The fix is to give the peers different jobs. One can be responsible for making the strongest practical proposal; the other can be responsible for finding the places it breaks. Or one can argue from product value while the other argues from security, operations, cost, data integrity, or long-term maintenance. Each hired agent has its own prompt files in the workspace, and those prompts define how it should behave when Livery dispatches it. If you want a useful Walkie-Talkie pair, do not hire two generic assistants. Hire two agents with different charters.
$ livery hire proposer
$ livery hire critic
Then make the distinction explicit in each agent’s instructions. The proposer’s prompt might say: your job is to produce the strongest workable plan, make tradeoffs explicit, and avoid getting stuck in abstract objections. The critic’s prompt might say: your job is to look for failure modes, hidden assumptions, operational risk, security risk, and places where the proposal is too vague to implement.

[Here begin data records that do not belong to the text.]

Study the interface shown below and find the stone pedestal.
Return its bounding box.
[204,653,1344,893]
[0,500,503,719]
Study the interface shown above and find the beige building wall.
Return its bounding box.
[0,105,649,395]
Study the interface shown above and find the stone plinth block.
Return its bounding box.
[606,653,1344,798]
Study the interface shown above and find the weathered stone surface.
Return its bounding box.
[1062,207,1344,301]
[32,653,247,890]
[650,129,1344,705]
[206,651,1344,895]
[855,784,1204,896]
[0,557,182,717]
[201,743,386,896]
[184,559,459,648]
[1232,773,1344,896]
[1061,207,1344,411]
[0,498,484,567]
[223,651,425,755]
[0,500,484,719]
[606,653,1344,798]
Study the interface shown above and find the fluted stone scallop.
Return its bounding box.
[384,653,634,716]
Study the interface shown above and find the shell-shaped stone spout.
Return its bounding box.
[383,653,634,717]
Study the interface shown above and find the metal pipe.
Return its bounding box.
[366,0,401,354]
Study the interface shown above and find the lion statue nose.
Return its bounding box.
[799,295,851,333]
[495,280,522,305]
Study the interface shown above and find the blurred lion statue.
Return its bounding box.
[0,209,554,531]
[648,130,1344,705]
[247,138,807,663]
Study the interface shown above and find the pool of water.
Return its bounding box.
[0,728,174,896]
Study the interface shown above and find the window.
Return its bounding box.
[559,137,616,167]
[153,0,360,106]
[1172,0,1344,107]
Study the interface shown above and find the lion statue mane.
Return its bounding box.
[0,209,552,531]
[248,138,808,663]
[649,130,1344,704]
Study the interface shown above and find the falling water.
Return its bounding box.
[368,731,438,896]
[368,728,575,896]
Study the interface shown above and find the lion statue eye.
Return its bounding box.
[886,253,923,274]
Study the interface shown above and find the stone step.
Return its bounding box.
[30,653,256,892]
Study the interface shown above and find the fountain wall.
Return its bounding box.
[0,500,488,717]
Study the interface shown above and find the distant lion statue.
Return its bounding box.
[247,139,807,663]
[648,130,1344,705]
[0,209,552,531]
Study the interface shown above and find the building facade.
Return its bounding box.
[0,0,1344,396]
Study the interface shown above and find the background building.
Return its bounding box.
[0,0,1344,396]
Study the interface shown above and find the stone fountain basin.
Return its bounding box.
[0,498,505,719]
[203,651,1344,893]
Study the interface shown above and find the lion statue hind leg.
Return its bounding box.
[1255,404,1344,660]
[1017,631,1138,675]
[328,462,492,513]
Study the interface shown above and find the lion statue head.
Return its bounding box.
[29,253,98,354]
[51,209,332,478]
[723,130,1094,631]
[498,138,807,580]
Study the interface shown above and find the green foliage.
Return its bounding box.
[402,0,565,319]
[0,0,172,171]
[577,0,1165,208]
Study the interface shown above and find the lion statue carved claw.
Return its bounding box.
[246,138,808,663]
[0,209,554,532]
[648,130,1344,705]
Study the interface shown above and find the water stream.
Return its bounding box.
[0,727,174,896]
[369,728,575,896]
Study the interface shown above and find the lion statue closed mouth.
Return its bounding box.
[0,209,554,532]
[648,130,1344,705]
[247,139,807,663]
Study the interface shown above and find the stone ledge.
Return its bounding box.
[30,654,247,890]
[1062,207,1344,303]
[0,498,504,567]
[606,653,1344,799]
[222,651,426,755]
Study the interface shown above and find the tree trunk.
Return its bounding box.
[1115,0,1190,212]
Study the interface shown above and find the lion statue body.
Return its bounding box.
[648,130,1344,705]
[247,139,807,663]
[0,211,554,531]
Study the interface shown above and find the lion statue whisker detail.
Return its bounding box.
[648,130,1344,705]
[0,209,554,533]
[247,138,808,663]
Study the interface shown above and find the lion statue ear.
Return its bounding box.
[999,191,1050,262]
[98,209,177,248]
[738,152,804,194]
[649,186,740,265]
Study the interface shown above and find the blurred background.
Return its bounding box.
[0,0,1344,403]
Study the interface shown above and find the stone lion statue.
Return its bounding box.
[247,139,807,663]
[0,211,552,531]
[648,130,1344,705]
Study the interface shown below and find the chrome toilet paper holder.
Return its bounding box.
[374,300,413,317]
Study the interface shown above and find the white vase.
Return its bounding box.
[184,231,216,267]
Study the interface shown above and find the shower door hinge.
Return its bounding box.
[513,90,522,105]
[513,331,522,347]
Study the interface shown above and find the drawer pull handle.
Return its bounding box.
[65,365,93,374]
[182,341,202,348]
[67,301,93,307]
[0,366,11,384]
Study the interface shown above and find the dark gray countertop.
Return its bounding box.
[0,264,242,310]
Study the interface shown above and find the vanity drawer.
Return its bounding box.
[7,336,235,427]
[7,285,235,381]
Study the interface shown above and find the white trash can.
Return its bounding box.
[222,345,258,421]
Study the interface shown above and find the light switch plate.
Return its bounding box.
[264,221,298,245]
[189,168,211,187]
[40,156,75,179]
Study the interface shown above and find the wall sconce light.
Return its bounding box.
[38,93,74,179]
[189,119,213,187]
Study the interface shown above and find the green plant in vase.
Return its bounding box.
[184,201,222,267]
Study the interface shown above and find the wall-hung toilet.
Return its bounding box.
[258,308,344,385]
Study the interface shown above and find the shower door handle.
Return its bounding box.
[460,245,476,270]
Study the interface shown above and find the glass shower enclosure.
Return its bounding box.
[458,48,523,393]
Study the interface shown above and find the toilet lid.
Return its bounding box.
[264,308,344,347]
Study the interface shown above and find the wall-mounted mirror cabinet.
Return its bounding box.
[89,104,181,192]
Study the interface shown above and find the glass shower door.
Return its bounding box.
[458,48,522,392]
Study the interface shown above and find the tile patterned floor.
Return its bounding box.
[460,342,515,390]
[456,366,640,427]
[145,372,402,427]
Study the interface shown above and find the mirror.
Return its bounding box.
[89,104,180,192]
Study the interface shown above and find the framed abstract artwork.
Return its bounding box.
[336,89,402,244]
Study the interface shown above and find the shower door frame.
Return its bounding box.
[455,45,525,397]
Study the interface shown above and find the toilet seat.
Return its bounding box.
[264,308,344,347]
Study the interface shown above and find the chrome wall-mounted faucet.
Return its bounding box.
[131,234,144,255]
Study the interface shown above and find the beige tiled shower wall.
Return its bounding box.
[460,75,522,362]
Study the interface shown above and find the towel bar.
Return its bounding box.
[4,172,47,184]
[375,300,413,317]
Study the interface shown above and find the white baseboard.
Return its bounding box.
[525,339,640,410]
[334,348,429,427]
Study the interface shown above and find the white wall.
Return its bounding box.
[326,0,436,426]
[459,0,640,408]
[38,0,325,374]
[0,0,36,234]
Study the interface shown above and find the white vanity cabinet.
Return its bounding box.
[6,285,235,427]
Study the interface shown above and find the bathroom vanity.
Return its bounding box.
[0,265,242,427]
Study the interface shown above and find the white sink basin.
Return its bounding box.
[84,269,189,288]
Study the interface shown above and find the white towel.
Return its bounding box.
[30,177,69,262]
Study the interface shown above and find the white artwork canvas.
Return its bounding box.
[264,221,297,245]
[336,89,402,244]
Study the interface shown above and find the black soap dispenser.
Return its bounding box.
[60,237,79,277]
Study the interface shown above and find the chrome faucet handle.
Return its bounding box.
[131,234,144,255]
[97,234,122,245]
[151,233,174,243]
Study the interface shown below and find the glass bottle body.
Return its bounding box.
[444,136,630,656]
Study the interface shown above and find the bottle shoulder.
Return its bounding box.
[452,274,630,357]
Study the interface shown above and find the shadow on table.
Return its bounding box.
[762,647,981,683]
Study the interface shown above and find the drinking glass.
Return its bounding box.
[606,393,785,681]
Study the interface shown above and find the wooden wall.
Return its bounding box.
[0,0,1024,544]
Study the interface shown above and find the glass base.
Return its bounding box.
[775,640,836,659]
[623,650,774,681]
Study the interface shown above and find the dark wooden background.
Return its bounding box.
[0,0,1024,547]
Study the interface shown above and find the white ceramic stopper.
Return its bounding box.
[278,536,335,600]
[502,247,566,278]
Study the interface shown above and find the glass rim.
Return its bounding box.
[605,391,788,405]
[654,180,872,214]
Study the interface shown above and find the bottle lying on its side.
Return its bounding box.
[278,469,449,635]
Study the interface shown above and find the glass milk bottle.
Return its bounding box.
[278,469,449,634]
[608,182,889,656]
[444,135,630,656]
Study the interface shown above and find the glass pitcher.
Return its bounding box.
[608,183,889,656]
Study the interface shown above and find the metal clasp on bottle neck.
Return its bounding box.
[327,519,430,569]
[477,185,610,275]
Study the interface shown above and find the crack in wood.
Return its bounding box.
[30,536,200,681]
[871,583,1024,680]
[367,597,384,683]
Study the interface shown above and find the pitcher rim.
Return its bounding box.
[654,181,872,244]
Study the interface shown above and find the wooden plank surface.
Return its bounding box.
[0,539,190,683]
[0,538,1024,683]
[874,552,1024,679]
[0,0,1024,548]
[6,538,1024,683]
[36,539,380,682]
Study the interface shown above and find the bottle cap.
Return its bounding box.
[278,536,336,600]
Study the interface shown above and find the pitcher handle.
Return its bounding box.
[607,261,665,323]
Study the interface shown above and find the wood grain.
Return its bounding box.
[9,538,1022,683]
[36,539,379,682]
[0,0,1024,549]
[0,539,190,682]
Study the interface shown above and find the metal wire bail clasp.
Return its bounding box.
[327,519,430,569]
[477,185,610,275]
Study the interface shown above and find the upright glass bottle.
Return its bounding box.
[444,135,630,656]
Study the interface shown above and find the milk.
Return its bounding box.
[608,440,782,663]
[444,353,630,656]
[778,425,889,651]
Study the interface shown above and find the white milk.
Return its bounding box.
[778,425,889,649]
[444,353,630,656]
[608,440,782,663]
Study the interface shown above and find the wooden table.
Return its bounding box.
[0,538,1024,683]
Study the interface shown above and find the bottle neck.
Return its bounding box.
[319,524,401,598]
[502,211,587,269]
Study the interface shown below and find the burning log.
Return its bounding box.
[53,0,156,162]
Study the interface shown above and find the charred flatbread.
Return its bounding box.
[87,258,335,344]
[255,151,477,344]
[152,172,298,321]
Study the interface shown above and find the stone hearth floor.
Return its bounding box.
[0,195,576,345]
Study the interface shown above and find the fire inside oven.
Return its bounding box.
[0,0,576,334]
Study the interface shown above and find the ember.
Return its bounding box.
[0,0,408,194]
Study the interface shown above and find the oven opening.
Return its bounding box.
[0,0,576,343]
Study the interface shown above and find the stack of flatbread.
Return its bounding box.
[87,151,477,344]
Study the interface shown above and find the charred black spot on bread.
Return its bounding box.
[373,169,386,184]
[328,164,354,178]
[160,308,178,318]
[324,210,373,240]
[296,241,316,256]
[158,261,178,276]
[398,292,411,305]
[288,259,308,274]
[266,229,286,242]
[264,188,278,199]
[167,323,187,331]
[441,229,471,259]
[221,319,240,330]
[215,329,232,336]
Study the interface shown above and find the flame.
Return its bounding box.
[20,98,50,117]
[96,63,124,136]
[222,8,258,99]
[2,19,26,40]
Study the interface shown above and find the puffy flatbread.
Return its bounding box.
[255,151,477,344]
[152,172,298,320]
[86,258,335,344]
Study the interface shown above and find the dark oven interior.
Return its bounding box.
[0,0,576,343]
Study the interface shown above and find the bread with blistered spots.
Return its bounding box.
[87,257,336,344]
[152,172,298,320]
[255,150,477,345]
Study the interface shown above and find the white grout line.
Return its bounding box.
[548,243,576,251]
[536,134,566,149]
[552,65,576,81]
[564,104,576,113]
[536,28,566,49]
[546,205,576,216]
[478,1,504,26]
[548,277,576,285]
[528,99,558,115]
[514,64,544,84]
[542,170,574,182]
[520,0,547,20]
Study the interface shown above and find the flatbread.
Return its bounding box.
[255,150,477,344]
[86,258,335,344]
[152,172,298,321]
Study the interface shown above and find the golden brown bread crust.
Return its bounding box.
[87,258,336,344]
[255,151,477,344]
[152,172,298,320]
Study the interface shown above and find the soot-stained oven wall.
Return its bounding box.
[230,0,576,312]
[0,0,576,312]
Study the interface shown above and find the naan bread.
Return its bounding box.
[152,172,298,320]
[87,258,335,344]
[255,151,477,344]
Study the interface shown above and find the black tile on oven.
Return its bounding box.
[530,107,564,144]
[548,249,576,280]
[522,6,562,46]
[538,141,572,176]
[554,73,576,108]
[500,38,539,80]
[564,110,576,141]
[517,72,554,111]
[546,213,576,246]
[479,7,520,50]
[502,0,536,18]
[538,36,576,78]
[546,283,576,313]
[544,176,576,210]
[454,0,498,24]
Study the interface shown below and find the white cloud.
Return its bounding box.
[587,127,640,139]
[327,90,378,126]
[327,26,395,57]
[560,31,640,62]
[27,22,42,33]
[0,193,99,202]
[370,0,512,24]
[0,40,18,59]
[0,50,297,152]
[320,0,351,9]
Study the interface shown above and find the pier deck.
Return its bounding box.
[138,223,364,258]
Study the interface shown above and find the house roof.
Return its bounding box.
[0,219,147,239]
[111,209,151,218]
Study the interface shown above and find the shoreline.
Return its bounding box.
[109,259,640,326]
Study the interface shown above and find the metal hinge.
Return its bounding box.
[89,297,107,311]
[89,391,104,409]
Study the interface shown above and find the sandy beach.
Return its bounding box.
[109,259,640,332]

You can do the same with domain roles. A product-minded peer should ask whether the decision solves the right user problem. A security-minded peer should ask how it can be abused. An operations-minded peer should ask how it fails at 2 a.m. A database-minded peer should ask what happens to consistency, migration, and recovery. Walkie-Talkie does not create that tension by itself. It preserves and runs the tension you put into the agents.
Good pairings are usually asymmetric: proposer and critic, builder and auditor, product and security, database and operations, senior and junior. The junior role is useful because it can ask naive questions without trying to sound authoritative. The auditor role is useful because it is allowed to be annoying. The names matter less than the pressure they create.
The third failure is babysitting a hand-driven walkie. If you are relying on long-running sessions to notice file changes on their own, one side will eventually miss an update and sit there doing nothing. That is why livery walkie auto exists. It turns each turn into a bounded dispatch, then shuts the peer down until the next one.
And if you hit the 20-turn ceiling, read the file before you keep going. The peers are probably talking past each other. Tighten the briefing, clarify the question, and start a cleaner walkie.
That's it. And I think it's fitting to end this with Over and out.